The company first proposed a R5.5 billion investment for a 45% stake to shareholders in 2016.
Through its subsidiary, The Prepaid Company, Blue Label gradually increased its shareholding. Until yesterday, it held 49.5% of Cell C.
With final regulatory approval to acquire an additional 4.04% stake from Cedar Cellular Investments, Blue Label now has control over the mobile operator.
“This development represents a milestone in advancing the company's strategic objectives and operational capabilities within the telecommunications sector,” Blue Label said in a statement to shareholders.
Just last week, Blue Label announced plans to exit Cell C via a separate JSE listing. The complex restructuring could leave both companies debt-free.

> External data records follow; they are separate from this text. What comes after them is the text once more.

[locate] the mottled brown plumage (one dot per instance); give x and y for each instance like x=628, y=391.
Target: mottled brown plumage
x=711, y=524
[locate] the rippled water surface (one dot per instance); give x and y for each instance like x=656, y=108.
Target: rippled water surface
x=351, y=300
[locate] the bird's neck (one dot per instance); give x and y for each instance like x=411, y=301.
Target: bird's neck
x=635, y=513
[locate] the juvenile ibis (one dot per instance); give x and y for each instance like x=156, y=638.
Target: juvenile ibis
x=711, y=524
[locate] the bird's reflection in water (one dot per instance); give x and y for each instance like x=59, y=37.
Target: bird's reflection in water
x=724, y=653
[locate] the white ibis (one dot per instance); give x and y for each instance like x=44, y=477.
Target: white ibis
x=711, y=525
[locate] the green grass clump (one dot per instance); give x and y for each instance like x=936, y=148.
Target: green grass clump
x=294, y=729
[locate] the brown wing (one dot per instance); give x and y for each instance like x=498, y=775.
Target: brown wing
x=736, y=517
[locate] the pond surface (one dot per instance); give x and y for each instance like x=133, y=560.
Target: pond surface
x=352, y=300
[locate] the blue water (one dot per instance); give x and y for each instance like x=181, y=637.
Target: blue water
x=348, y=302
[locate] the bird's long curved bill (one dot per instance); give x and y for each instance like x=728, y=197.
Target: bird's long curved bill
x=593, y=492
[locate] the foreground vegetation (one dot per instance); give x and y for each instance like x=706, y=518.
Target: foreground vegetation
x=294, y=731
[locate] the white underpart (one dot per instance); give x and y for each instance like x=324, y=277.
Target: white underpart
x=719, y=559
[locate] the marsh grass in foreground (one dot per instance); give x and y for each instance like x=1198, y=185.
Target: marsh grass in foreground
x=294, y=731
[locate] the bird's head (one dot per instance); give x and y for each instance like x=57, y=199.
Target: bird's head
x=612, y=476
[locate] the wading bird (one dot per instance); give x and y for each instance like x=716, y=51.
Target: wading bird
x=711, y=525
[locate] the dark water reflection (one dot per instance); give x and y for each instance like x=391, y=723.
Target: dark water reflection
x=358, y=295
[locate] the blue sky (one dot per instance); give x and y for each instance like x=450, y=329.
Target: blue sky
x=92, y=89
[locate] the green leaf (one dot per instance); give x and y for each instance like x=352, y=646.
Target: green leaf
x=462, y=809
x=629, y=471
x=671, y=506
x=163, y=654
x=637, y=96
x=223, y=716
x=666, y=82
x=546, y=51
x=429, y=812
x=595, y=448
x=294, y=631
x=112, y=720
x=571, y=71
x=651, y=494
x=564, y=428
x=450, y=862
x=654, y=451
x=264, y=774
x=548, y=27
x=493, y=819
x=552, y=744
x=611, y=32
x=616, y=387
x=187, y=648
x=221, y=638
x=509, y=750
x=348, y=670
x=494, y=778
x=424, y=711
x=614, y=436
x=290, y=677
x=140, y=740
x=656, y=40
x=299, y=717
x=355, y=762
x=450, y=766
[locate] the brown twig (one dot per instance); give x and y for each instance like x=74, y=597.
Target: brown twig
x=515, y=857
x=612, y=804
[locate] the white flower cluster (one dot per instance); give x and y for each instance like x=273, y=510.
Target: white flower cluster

The pre-listing restructuring involves “various transactions aimed at optimising Cell C's capital structure and balance sheet in preparation for a separation and listing of the Cell C ListCo business on the JSE,” Blue Label said.
Joint-CEO Mark Levy has explained that listing the mobile network operator would allow Cell C to repay its debts to Blue Label.
Approval from the Competition Tribunal to acquire the 4.04% stake from Cedar Cellular Investments was the final regulatory hurdle.
Cedar Cellular was primarily involved in Cell C’s 2017 recapitalisation, during which Blue Label also invested the R5.5 billion for 45% of the operator, reducing its debt to R8 billion.
At the time, Blue Label said: “The proposed transaction provides a compelling value proposition to Blue Label, as well as to Cell C and its customers, affording both companies the opportunity to realise synergies in product distribution, and positioning Blue Label to benefit from the improved operational and financial performance that the combined platform will create.”
Blue Label has intervened multiple times to rescue debt-laden Cell C. In 2020, when the operator defaulted on loans of around R7.3 billion, the company injected more than R1 billion, restructuring much of the remaining debt.
Levy admitted to ITWeb that Blue Label made execution missteps during the process. “You know that old adage: it's not good horses or bad horses, it's bad jockeys. And I think we failed on the jockey side,” he said.
Blue Label’s investment was made for “all the right reasons,” said Levy, describing Cell C as a “phenomenal asset” with key spectrum.
Cell C has reported a return to net profit and broad-based growth, posting a profit before tax of R280 million for the year to May – a swing of over 200% from the prior year’s R9 million.
Since Blue Label’s initial cash injection, its bid for a full majority has navigated several regulatory hurdles, including the technical transfer of Cell C’s spectrum, having been approved by the Independent Communications Authority of South Africa.